許多支援婦女解放的男士表示,他們憤怒“聒噪”或“好戰”的女性:“對婦女解放我的感受很複雜。它似乎只集合了一些不快樂、充滿敵意的婦女——邋遢、穿著骯髒的牛仔褲。有些熱中於權力鬥爭,大部分喜歡和男性當面激戰。她們是我的敵人,我們必須阻止她們為了愚蠢的個人利益造成嚴重的破壞。”
“解放是一個太強烈的字眼。我認為今日女性是在說她們應該被當做是一個人,和男人有相同的慾望和能力。我同意。我很高興別人為我指出這些事實。通常,我會退讓而且感謝這些溫和的提醒者。但是好戰的女人只是與我敵對。我覺得這些女人一開始就充滿敵意,如果她們不是在婦女解放上做文章,也會找到別的題目來潑婦罵街。”

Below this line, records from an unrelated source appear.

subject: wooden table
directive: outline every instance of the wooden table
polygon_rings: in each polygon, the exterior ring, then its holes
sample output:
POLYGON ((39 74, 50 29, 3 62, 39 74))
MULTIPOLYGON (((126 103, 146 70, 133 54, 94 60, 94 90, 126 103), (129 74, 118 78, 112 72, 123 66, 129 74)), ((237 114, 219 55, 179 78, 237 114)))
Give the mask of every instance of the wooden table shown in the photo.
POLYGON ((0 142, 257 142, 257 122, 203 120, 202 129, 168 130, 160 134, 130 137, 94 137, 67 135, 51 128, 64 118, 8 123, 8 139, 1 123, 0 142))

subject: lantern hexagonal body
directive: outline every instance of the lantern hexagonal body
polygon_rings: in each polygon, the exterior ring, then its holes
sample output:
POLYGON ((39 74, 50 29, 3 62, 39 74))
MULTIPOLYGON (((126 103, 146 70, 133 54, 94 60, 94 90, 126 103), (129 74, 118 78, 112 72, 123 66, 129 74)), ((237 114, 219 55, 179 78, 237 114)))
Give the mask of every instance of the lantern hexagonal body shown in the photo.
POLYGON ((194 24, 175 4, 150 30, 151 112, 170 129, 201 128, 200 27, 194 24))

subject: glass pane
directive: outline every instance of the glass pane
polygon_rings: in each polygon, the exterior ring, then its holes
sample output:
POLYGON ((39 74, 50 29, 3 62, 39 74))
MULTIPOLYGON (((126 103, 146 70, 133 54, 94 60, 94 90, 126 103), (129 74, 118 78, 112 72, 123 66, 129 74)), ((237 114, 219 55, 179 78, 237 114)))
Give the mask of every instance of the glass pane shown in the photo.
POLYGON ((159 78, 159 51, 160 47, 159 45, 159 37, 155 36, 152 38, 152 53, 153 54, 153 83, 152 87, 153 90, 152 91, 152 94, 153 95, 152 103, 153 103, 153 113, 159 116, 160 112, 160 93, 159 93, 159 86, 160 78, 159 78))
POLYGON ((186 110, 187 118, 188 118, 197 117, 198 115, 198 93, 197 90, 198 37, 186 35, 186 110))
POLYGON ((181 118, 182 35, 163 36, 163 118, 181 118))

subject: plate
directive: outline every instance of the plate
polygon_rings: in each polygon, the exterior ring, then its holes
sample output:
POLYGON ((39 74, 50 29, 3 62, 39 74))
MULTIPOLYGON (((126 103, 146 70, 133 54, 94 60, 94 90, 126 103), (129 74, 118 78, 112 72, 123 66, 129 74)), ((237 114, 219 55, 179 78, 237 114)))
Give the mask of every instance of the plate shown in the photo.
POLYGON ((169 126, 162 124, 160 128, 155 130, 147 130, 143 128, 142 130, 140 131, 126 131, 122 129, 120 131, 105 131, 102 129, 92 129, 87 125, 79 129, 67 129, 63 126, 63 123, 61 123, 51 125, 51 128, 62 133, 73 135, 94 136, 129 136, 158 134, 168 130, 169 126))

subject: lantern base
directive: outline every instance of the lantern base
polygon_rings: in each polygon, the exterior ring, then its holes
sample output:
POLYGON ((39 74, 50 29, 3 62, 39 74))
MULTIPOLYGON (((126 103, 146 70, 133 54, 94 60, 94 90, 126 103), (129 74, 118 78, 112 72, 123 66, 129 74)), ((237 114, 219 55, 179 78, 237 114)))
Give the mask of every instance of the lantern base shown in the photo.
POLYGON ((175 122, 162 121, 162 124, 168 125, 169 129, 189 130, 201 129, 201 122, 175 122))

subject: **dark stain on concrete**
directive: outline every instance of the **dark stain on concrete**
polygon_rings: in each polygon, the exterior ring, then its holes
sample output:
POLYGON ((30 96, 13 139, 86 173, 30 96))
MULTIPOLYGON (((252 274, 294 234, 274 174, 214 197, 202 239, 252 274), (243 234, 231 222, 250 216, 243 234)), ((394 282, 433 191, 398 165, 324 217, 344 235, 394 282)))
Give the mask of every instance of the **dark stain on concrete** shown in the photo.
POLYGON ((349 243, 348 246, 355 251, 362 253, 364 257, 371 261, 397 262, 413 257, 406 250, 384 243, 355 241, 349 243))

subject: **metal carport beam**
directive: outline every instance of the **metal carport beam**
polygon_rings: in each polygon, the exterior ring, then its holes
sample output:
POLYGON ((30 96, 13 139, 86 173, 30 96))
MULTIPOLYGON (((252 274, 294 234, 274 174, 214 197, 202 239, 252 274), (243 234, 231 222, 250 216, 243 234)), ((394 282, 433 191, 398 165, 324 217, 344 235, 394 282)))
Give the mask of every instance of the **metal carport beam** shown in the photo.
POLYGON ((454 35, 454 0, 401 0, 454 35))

有位男士表示,他喜歡親近“充滿愛心與耐性”的婦女:“如果那些不滿意自己命運的女人仍然充滿愛心和耐性地來與我溝通,我會欣賞她們。她們或許生氣我的所作所為,然而她們還是尊敬我是她們的同胞。憤怒的婦女解放者讓我剋制不住自己的脾氣。我的個性彆扭,憤怒的爭辯只會讓我堅持我原來不想採取的立場。從激烈的爭辯冷靜下來後,我會問自己,對方是否給了我忠告。我努力想要尊敬她們,把她們的憤怒看做是這個社會出了嚴重問題的徵兆,但是個人並不想去承擔這個責任。”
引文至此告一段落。